午後の授業も、後一つを残すだけになった。


狭間の休み時間。


カレンは、つい一時間前に戦った屋上に呼び出されていた。


「まったく…学校で暴れるのは、やめてもらいたいな」


屋上の破損部分に、黒いカードを当てて補修している男がいた。


カレンは、下がり始めた太陽よりも、その男の背中に目を細めた。


「それに…月影が本来の力を発揮するのは、月の下だ。あの程度とは、思わないことだ」


男は黒いカードを、黒のスーツの内ポケットにしまった。


カレンは足を止め、両手を組むと、男の背中を睨んだ。


「久々に会ったのに…説教ですか」


カレンは腕を組みながら、歩き出した。


「それよりも…先に謝るべきではないんですか?」


「うん?謝ってなかったかな?」


男は、振り向いた。


カレンは呆れながら、


「それに、突然連絡が来たと思ったら、月影に接触しろだなんて」


「仕方ないだろ?月影は、男ではなれないらしいんでね」


女のような美形でありながら、漂う雰囲気の精悍さ。


ヒョロとした印象なのに、その隠された肉体は、鍛えられた日本刀のように無駄がない。


人類最強の男…と誰もが認める戦士。


もとホワイトナイツの1人にして、安定者だった男。


ジャスティン・ゲイが、大月学園の屋上にいた。


「あたしを気絶させて、いなくなったと思ったら〜。何ヶ月もほったらかしにして」


カレンの怒気がこもった声に、ジャスティンは苦笑した。


「君の強さは、完成されている。後は、経験値だけだ」


ジャスティンの言葉に、


「だけど!こんなレベルでは、魔王や騎士団長には勝てない!」


カレンは叫んだ。


ジャスティンは、カレンを見つめた。


何とも言えない目で、カレンを見るジャスティンに、


「あんたは…知ってるんでしょ?魔王と…赤星浩一。そして…アルテミアが、どうなったのか!その真実を!」


問いただした。


「あたしを置いて、旅立ったあんたは…向かったはずだ!魔王のもとに!」


カレンの叫びに、ジャスティンはフッ笑うと、目線を下に向けた。


「ジャスティン!」


カレンは、ジャスティンに向かって走りだそうとした瞬間、


「正確には、違う」


ジャスティンは話し始めた。


カレンの足が止まった。


「私は、アステカ王国のジェーンとアルテミアに会いに行っただけだ。結果的に…魔王と赤星君の戦いを見届けてしまったがな」


ジャスティンの脳裏に、炎の鎖となって…ライを封印する赤星浩一の姿がよみがえる。


「何があったんです!世間では、魔王と赤星浩一が、相討ちになったと言われてるけど…」


「それは違う。魔王が倒されたならば…彼が、創造した騎士団長達も、消えるはずだからな。やつらは、他の魔神とは違い…魔王の手足そのものと同じ存在だからな」


「だったら!魔王は!赤星浩一は、負けたのですか?」


カレンの言葉に、ジャスティンは真剣な表情を向けた。


「勝ち負けではないよ。赤星君は、魔王を封印した。未来の戦士に、世界を託してね」


「未来の戦士?」


「そうだ」


ジャスティンは頷いた。


「まだ見ぬ…未来の戦士に…。この世界で生まれた戦士に」


ジャスティンのどこか…切なげな言い方に、カレンは気づかなかった。


それよりも、気になることがあったからだ。


「アルテミアは、どうなりました!」


カレンとアルテミアは、従姉になる。


カレンの目的の一つに、アルテミアを斬ることがあった。


カレンが持つ剣…ピュア・ハートは、斬った…いや、食った相手の能力を手に入れることができるのだ。

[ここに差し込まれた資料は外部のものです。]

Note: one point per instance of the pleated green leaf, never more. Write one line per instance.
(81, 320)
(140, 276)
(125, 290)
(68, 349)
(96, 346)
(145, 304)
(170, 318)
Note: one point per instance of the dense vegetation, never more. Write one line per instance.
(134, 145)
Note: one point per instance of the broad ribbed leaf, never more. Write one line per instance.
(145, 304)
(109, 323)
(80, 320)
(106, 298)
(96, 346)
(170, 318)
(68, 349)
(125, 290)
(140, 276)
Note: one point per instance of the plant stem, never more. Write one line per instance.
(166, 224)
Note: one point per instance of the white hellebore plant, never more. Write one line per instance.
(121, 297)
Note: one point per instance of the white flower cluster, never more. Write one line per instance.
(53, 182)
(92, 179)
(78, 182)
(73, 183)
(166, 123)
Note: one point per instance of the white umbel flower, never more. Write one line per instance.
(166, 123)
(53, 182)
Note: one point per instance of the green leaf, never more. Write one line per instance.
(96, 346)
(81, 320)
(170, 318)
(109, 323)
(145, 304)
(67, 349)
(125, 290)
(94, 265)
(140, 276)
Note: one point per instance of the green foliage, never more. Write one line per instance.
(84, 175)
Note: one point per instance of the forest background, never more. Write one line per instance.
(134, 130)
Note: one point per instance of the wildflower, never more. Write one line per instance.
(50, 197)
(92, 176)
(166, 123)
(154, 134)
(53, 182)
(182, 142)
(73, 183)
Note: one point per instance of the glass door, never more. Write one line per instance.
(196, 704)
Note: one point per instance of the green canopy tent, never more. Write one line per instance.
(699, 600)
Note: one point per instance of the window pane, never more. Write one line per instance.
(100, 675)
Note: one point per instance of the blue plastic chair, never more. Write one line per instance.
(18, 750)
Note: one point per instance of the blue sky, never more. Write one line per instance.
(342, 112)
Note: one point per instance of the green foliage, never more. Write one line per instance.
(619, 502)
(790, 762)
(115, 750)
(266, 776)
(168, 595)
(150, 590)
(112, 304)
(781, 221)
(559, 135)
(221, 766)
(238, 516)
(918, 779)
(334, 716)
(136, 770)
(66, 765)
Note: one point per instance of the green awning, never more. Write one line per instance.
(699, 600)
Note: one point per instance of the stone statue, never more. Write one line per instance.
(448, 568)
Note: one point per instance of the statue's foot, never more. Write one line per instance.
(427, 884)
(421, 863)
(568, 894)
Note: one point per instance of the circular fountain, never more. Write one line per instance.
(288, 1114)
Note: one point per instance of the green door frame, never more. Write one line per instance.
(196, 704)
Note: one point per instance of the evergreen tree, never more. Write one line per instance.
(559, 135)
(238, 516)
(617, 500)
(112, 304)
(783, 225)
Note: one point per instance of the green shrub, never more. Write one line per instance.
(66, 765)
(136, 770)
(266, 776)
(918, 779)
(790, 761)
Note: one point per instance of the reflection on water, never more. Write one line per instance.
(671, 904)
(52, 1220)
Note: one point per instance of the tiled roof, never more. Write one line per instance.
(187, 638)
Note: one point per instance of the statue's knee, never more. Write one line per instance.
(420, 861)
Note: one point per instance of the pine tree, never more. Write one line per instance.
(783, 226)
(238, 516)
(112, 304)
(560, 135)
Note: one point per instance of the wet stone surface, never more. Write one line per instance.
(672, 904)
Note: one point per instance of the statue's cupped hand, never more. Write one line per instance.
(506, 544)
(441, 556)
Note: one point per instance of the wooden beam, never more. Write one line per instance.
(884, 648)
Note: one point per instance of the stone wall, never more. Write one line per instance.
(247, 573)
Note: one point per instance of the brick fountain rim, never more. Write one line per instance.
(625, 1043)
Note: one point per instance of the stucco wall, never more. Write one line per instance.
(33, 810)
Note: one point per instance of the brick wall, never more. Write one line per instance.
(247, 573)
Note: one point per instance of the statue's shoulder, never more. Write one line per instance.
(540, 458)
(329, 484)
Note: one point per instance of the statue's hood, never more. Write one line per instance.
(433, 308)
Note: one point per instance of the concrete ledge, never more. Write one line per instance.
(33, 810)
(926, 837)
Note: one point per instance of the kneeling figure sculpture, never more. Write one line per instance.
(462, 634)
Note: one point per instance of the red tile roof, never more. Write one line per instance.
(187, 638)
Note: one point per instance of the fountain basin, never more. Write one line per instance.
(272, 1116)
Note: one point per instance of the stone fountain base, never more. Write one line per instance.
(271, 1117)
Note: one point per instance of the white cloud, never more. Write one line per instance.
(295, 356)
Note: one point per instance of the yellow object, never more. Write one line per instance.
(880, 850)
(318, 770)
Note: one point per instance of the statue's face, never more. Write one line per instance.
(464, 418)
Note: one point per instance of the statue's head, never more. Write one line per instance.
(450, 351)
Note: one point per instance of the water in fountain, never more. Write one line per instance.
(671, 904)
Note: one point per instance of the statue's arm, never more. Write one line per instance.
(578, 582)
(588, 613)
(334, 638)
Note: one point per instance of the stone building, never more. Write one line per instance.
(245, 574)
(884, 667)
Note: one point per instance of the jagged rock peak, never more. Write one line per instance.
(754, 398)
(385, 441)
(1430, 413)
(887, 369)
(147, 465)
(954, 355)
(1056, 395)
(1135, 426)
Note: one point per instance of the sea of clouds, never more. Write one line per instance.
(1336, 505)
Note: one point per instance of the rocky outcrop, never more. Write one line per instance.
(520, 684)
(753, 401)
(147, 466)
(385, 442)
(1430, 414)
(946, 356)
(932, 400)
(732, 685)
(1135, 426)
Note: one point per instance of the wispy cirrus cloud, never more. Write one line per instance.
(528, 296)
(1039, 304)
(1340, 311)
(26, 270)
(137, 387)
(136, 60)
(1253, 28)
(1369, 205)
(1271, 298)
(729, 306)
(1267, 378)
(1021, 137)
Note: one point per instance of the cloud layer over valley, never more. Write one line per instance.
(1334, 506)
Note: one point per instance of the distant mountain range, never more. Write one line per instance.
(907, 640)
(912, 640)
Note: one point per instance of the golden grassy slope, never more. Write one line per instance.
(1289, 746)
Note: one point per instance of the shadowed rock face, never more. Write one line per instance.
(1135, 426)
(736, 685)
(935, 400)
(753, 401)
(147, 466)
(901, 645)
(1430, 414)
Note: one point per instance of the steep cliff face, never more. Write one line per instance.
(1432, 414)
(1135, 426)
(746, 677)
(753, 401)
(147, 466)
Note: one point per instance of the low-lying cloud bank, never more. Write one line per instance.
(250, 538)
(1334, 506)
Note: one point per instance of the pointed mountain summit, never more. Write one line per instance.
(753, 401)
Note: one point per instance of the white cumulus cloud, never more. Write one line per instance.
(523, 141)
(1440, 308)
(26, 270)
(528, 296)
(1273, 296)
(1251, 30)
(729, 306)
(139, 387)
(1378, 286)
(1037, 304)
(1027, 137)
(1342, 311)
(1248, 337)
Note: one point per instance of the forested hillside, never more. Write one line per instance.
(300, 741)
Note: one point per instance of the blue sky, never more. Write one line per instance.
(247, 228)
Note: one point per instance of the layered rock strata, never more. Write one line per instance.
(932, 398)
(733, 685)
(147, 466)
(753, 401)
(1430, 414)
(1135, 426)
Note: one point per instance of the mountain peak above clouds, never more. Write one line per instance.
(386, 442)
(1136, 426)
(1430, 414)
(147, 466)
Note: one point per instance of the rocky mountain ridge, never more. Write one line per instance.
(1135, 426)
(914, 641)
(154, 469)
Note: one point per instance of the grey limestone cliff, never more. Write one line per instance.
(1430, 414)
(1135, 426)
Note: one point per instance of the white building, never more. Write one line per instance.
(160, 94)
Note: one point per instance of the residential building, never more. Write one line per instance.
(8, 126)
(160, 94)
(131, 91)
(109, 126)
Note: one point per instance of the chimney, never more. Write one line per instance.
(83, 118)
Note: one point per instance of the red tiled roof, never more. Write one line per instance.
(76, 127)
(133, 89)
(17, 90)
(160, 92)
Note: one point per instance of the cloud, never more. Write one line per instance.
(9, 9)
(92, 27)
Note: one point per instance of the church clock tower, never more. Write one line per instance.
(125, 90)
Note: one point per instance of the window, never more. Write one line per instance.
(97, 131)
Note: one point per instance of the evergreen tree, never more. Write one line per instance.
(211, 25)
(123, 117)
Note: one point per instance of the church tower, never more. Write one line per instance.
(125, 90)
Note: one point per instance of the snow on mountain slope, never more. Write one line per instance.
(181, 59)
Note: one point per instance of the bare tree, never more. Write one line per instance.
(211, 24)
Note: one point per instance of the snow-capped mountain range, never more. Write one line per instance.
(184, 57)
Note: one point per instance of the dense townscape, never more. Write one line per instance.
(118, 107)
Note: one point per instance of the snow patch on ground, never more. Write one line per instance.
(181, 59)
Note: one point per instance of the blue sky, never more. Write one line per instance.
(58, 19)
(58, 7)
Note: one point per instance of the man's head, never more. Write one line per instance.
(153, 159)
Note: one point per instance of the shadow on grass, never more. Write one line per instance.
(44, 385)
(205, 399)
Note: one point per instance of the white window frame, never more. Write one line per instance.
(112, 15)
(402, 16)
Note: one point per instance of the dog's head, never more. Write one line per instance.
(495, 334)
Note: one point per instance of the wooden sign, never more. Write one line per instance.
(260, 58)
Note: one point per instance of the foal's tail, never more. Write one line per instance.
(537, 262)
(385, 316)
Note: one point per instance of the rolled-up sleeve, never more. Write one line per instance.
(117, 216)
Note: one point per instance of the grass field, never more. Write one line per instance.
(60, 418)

その為には、剣を突き刺し…中から食わさなければならないが。


カレンの必死な物言いに、ジャスティンは目を細め、静かに答えた。


「アルテミアは…行方不明だ」


「え!?」


カレンの動きが止まった。


ジャスティンは、カレンから目を離すと、


「アルテミアは…崩壊したアステカ王国からは、脱出した。それは、間違いない。しかし…そこから、彼女の足取りはわからない。生きていることは、間違いないが…。あれから、彼女を見た者はいない」


「アルテミア……クソ!」


カレンは、拳を握り締めた。


「それと…」


ジャスティンは突然、ブルーのネクタイを外すと、カッターシャツのボタンを外し出した。


「しばらく…連絡を取れなかったのには、訳がある」


露にあった胸元から鳩尾にかけて、痣が残っていた。


「魔王に、襲いかかった私は…この傷を負わされた。魔王に睨まれただけね」


「な」


カレンは絶句した。


「傷が癒えるまで…予想以上に時間がかかってね」


ジャスティンの痣を見たカレンは、魔王の恐ろしさを知った。


自分が手足もでない…ジャスティンが、睨まれるだけで、しばらく戦えない体にされたのだ。


その事実だけで、カレンの額に冷や汗が流れた。


「だったら…尚更!」


カレンは歯を食い縛った後、一歩前に出た。


「もっと修行をしなければならない!」


カレンは制服の胸元から、ペンダントを抜き出すと、


「魔王の封印が解かれる前に!」


十字架に似たペンダントを握り締めた。


「月影なんて…つまらないものに関わっている暇はない!」


カレンは、ジャスティンを睨みつけた。


ジャスティンはカレンを見ることなく、少し笑いながらこたえた。


「そんなことは…ない。今回の月影の騒動は、人類の未来にかかわっている。それに、魔王封印にもね」


「!?」


カレンは口をつむんだ。


「魔王封印により…闇の女神が復活した。そして、その動きを察知した…月の女神が、対抗策として、月影を作り出した」


「闇と…月の女神?」


カレンは眉を寄せた。


ジャスティンは静かに頷き、


「闇の女神に関しては、資料が残っている。彼女は、ライの親族にして、肉体を失い…月に封印されたと」


ジャスティンはまだ明るい…空を見上げた。


「月の女神に関しては…詳しいことはわからない。彼女が、月になったのは…神話の時代。しかし、わかっていることはある!」


ジャスティンは空を睨み、


「月の女神の力は…月影という戦士達に、それぞれ与えられた。すべての乙女ケースを、集めた時…最後に残った戦士に、月の女神の力が与えられる」


「月の女神の力?」


「そうだ!その力は、魔王に近いといわれている!」


ジャスティンは、今もどこかにいる月を睨んでいた。


「ちょっと待って!そんな情報!どこから得たのよ」


カレンの言葉に、ジャスティンは笑った。


「おいおい…。さっき戦ったんだろ?」


「!?」


カレンの頭に、九鬼とリオの顔が浮かんだ。


「リオの方よ」


突然後ろから、心を読んだような声がして、カレンは慌ててピュア・ハートを召喚した。


振り向きながら、剣を横凪ぎに振るったカレンに、真後ろに現れた女は、ため息をついた。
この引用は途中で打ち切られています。